Argon is an inert gas which is used in diverse applications such as welding, electric appliances, inert atmospheres in steel production, etc. Lately, its demand has increased substantially due to the rapid growth of the semiconductor industry. In the semiconductor industry, Ar of an extremely high purity is normally used. As a result, there is a need for processes to produce Ar with substantially low concentrations of O.sub.2.
Traditionally, Ar is produced from air in a cryogenic air separation plant, wherein, in addition to the recovery of O.sub.2 -- and N.sub.2 -rich streams, a crude Ar stream containing about 94-97% Ar, about 3-5% O.sub.2, and about 0.01-1% N.sub.2 is also recovered. The crude Ar stream is then further purified to produce a high purity Ar stream. In the first step of a typical purification scheme, crude Ar is mixed with H.sub.2 and passed through a catalytic hydrogenation unit, such as a Deoxo process, to react O.sub.2 with H.sub.2 to form water. The water is then removed, and the remaining gas stream is sent to a cryogenic distillation unit to remove the N.sub.2. Depending on the concentration of O.sub.2 in the crude Ar stream and the required O.sub.2 content in the final product, the amount of H.sub.2 consumed by this process can be fairly high. The cost of H.sub.2 contributes a significant fraction to the overall cost of the purification process. Moreover, in some instances due to the particular location of the air separation plant, an inexpensive H.sub.2 source may not be available. As a result, there is a need for purification processes which either do not use H.sub.2 or substantially decrease the amount that is required.
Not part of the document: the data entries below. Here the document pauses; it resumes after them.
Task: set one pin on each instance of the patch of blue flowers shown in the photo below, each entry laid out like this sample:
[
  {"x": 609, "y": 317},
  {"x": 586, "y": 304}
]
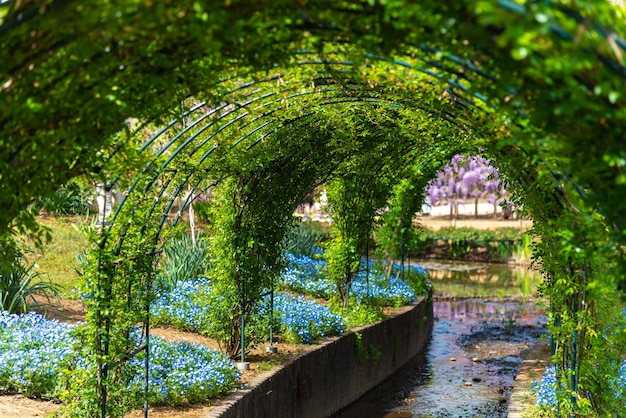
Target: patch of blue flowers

Attempts have been made in the past to purify crude Ar without the use of H.sub.2. All these processes remove O.sub.2 by its preferential kinetic adsorption on carbon molecular sieves. Details of such processes can be found in U.S. Pat. No. 4,477,265 assigned to Air Products and Chemicals, Inc.
U.S. Pat. No. 4,144,038, discloses a process wherein crude Ar from a cryogenic air separation plant is first passed through a bed of molecular sieve carbon for selective adsorption of O.sub.2 ; and the unadsorbed effluent, lean in O.sub.2, is passed through a zeolite bed for selective adsorption of N.sub.2. In this patent, both adsorbents are packed in the same column, and regeneration of the column is performed by simultaneous vacuum desorption of both adsorbents in the column.
U.S. Pat. No. 4,477,265 teaches a sequence of N.sub.2 and O.sub.2 removal by adsorption which is the opposite to that taught in the above-mentioned U.S. Pat. No. 4,144,038. In this patent, N.sub.2 is first removed from the crude Ar followed by the removal of O.sub.2 to provide a pure Ar stream. The N.sub.2 -selective adsorbent and O.sub.2 -selective adsorbent are used in different columns. For a given throughput of the feed gas, a lesser number of O.sub.2 -adsorbing columns than N.sub.2 -absorbing columns are used.
The processes described in all of the above patents use multibeds, a large number of valves and vacuum pumps, are cyclic in nature, and are complex to operate. There is a need for an alternate non-cyclic and simple process to remove substantial quantities of O.sub.2 from a crude Ar stream requiring little or no H.sub.2.